Ah dedem bozulduğunu belli etmemek adına seslenmedi. Ben mi bir gofretten hep uzak durdum gazoz yerine milyoncuk baloncuk diyerek nadiren içtim ama uzak kalmayı tercih ettim.
Eve giderken sormak istiyordu dedem ama soramıyordu anlamıştım .

"Merak etme dede senin benim babam olduğunu söyledim."

Tek seferde söylediğim cümle belki de o an içini rahatlattı ama hiç bir zaman o anla ilgili konuşmadık. Ya ananem geldi beni almaya ya dedem hatta çoğu zaman okula gelerek vakit geçirdi tamirat işlerinde yardımcı oldu.

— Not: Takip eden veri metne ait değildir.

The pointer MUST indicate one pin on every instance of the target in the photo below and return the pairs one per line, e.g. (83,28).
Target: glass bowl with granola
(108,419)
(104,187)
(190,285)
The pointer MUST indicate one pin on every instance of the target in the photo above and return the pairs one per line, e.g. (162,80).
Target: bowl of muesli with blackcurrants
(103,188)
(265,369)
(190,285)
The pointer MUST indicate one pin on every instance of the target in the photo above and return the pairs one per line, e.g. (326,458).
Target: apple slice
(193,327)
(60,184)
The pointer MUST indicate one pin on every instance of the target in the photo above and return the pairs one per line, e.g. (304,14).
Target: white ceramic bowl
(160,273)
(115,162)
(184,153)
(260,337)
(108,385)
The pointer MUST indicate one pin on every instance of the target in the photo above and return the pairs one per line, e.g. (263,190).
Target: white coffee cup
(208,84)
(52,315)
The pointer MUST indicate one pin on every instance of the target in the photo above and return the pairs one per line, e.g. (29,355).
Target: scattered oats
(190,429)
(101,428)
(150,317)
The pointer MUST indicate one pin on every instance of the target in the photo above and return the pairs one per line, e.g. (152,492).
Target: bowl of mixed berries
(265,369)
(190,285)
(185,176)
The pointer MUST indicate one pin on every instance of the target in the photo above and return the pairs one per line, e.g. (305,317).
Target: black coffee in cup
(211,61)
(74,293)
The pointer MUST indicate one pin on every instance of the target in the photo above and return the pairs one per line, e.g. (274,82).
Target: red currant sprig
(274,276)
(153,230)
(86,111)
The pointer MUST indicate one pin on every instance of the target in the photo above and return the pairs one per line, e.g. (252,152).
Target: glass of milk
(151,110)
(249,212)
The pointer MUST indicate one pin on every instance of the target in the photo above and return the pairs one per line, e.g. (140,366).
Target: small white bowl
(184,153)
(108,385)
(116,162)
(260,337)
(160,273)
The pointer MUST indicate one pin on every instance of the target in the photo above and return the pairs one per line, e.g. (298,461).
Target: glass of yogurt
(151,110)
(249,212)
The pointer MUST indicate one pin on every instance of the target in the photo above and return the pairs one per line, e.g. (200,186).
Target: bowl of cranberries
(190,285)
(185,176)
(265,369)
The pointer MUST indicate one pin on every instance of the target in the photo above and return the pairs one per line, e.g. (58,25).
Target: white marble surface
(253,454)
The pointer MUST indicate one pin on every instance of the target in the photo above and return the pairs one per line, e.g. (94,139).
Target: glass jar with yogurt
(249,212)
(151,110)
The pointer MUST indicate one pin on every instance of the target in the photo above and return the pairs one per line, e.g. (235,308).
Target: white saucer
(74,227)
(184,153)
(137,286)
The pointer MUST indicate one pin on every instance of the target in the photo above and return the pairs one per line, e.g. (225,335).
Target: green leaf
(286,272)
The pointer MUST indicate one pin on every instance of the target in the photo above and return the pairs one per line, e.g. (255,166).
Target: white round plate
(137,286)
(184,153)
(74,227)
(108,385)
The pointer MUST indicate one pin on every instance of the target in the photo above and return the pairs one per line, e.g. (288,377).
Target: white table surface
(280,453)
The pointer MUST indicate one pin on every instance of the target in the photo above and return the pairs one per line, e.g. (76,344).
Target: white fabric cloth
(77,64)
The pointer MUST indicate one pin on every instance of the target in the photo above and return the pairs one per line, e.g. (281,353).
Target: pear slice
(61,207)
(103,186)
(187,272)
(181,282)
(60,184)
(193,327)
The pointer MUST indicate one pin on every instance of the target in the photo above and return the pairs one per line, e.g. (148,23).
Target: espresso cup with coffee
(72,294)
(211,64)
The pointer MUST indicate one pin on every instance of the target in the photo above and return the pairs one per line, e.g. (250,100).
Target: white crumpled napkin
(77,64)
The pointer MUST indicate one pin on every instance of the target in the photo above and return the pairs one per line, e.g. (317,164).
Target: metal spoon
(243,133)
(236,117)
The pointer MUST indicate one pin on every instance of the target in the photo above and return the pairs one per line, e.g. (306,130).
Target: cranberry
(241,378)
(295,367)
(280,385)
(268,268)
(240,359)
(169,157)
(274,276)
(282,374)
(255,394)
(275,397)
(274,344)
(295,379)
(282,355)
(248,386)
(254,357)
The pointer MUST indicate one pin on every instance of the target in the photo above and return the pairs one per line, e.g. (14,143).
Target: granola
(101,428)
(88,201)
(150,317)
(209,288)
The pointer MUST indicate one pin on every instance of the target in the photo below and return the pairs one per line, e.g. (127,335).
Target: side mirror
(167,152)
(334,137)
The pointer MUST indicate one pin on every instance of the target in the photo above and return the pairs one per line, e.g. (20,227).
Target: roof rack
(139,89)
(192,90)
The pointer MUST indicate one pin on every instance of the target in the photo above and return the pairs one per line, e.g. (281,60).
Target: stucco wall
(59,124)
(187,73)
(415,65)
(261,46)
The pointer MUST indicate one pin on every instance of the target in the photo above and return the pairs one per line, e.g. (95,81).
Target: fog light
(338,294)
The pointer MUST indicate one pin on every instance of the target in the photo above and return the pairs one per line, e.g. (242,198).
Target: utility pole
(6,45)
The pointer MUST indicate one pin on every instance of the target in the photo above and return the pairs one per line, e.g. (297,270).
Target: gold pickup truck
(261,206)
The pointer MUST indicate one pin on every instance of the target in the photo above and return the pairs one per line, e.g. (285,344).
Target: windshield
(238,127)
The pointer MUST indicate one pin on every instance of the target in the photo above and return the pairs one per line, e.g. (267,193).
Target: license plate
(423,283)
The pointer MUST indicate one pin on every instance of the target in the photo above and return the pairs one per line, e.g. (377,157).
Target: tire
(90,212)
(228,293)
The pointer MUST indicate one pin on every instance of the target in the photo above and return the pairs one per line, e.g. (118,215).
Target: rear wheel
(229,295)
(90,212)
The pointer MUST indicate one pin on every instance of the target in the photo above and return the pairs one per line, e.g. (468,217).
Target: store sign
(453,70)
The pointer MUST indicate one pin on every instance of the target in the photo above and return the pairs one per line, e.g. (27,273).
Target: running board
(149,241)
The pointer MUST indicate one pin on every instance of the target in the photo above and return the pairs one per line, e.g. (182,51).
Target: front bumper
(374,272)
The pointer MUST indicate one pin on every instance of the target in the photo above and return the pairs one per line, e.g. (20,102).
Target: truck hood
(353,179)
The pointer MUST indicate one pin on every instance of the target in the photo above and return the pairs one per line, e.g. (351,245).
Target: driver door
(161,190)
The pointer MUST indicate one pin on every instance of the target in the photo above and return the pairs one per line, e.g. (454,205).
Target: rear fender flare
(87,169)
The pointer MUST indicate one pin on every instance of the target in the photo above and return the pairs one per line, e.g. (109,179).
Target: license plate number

Öyle ya da böyle büyüyor konuşulamayan ne varsa öylece kalıyordu. Masallarla büyümedim fakat gerçeklerle hep iç içeydim daima . Eve geldiğimde en sevdiğim köfteyi görene kadar her şey silinip gidiyor aklından . Çocuktuk sonuçta oyunlarla büyüyorduk tahtadan legolarımızla nadiren çıkan çizgi filmlerle siyah beyaz televizyonla geçen bir çocukluk. Tom ve jerry ,bugs bunny ,he-man, şila bunlarla büyüdük. Saftı her şey netti sevgiler samimiydi. Daha önce sorduğum bir soru vardı terk edilmiştik biz ama niçin terk edilmiştik? Şimdi zaman geçmiş her şeyin olduğu gibi durduğunu düşünerek geri dönmekte neyin nesiydi? Göremiyorlarmıydı biz böyle mutluyduk . Okul hayatımı kabusa çeviren o buluşma fiyaskosu neydi? Hiç birine hakları yoktu ,öylece hayatımıza girip çıkmak kolaydı da geri dönmek imkansızdı bunu anlamayacak kadar bencillikti. O günden sonra ne gofret yedim ne de aldım aklıma düşer hatırası ama bencillik nedir o günden sonra öğrendim. Bıraksalar olmazdı değil mi? Benim kahramanım gelene kadar kendimi koruyabilmiştim ve o kahraman ki bizi asla yalnız bırakmadı. Ananemle el ele verdiler daima bizim için uğraştılar.
Zaman geçince dönmek kolay olsaydı gidenler şimdiye kadar dönmüş hayatlarına devam ediyor olurlardı. Ah benim melek dedem ah kahramanım seni anlıyorum daha iyi büyüdük ve dünya çok kötü esas verdiğin mücadeleyi çok ama çok iyi anladım . Seni öyle çok özledim ki yine yanımda olsan akıl versen olmaz mı ? Ah kahramanım seninle bir olup şu dünyaya bir kez daha meydan okusak . Seni çok ama çok seviyorum bunu bil yeter .....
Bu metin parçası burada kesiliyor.